Pollution Affects Penguins In Antarctica

By Hannah Lozada

Pollution has sadly made its way to penguins in Antarctica. A colony of 41 dead emperor penguin chicks were discovered in Atka Bay by researchers; their deaths were presumably caused by the microplastics found in the waters.

Scientists examined the stomachs of the dead chicks to determine the amount of contamination in their food sources. They found 85 plastic particles that were 0.5 millimeters in length. The great news was that these particles actually weren’t microplastics. The contamination consisted of animal and plant matter: fibers from clothes, or airborne particles. The researchers also found no evidence of synthetic polymers in the chicks. 

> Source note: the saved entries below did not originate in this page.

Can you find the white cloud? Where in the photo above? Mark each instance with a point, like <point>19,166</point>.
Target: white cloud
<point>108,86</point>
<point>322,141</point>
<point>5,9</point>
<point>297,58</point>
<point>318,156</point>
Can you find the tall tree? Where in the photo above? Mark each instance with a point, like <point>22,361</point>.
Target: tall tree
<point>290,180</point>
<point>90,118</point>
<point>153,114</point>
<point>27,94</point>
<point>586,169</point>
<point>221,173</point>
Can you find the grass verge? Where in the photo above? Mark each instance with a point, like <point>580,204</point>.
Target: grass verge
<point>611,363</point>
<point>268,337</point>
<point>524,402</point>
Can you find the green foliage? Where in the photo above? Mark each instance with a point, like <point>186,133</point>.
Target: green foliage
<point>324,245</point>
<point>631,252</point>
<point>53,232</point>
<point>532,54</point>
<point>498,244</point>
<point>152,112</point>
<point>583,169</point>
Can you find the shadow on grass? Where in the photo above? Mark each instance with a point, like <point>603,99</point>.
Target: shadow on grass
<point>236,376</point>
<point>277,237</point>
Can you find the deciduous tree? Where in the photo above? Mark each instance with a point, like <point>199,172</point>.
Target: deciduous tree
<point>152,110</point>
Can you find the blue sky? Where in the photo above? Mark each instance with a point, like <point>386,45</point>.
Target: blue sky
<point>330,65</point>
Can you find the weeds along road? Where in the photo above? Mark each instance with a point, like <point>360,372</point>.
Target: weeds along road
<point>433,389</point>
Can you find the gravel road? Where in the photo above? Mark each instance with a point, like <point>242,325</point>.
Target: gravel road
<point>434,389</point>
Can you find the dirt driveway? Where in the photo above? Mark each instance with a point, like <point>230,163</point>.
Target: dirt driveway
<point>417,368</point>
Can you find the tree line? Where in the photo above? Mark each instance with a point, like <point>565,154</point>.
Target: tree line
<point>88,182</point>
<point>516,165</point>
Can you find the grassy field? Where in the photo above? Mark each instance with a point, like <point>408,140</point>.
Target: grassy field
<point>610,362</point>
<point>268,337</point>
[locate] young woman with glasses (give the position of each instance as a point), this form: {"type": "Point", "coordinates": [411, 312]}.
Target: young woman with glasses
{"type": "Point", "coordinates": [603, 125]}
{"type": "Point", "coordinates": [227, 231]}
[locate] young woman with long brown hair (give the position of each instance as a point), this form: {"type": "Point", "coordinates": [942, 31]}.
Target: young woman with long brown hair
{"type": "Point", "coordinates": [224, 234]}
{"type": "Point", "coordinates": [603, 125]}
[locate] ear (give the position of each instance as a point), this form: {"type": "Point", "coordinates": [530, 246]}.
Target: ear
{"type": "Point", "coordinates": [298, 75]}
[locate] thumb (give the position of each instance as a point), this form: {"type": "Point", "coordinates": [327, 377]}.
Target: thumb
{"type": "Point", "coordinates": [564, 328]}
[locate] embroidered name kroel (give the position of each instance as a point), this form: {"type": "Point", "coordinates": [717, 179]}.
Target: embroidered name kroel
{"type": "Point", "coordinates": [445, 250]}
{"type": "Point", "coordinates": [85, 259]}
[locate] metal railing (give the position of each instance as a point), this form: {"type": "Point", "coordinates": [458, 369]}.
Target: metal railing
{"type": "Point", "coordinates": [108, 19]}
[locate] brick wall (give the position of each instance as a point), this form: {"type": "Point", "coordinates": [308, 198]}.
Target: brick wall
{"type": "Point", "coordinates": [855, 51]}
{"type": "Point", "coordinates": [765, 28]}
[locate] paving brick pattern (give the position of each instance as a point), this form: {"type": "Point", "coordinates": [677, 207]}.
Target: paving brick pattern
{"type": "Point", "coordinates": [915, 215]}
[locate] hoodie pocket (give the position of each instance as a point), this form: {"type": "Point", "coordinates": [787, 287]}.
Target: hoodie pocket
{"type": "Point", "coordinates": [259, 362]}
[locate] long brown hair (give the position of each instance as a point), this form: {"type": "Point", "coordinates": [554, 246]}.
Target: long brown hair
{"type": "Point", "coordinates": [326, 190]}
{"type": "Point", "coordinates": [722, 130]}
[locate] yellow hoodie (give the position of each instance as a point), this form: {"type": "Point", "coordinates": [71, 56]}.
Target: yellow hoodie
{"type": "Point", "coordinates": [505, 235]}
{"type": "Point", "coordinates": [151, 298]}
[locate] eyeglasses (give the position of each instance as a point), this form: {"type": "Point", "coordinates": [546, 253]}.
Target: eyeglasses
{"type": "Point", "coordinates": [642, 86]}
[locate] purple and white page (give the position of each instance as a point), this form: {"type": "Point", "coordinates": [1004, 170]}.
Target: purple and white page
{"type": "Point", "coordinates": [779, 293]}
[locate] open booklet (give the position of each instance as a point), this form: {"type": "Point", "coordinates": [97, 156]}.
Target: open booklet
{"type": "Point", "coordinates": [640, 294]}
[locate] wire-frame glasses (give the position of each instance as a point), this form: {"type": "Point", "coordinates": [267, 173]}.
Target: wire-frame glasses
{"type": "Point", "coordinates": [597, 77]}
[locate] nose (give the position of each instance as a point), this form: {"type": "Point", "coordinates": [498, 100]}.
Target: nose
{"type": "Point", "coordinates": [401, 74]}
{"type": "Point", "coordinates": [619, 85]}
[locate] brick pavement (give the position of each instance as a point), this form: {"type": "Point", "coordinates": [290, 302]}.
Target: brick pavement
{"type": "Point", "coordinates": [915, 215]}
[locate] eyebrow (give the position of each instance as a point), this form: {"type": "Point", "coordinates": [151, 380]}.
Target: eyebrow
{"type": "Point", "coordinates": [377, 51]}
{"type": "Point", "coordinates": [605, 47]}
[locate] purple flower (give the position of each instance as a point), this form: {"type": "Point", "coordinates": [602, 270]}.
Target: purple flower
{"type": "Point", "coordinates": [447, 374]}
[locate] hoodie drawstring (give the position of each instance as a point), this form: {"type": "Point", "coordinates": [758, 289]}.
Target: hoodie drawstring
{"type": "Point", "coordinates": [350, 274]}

Despite the positive news, the fate of the penguins remains unsolved. The increase of microplastics can be caused by tourists and commercial fishing, and the northern currents could also transfer lots of pollution to Antarctica. 

Pollution is also causing climate change. Antarctica is losing more and more ice, which is seriously affecting the penguin’s habitat. Without ice to stand on, emperor adults and chicks will drown in the water and be consumed by their predators.

Penguins are very important for the food chain. They hunt fish, squid, and krill.  They are prey for leopard seals and sharks. The increase of trash filling the ocean could infect the penguin’s food source. Without penguins, the population of seafood would heavily increase, and the amount of seals and sharks would decrease. 

To decrease the amount of litter being released into the water, people need to start recycling and disposing trash properly. People need to stop littering and they need to throw their trash away in garbage bins. Thankfully, researchers are recording the trash contamination at Atka Bay on a daily basis, and seeing if it is affecting the penguins.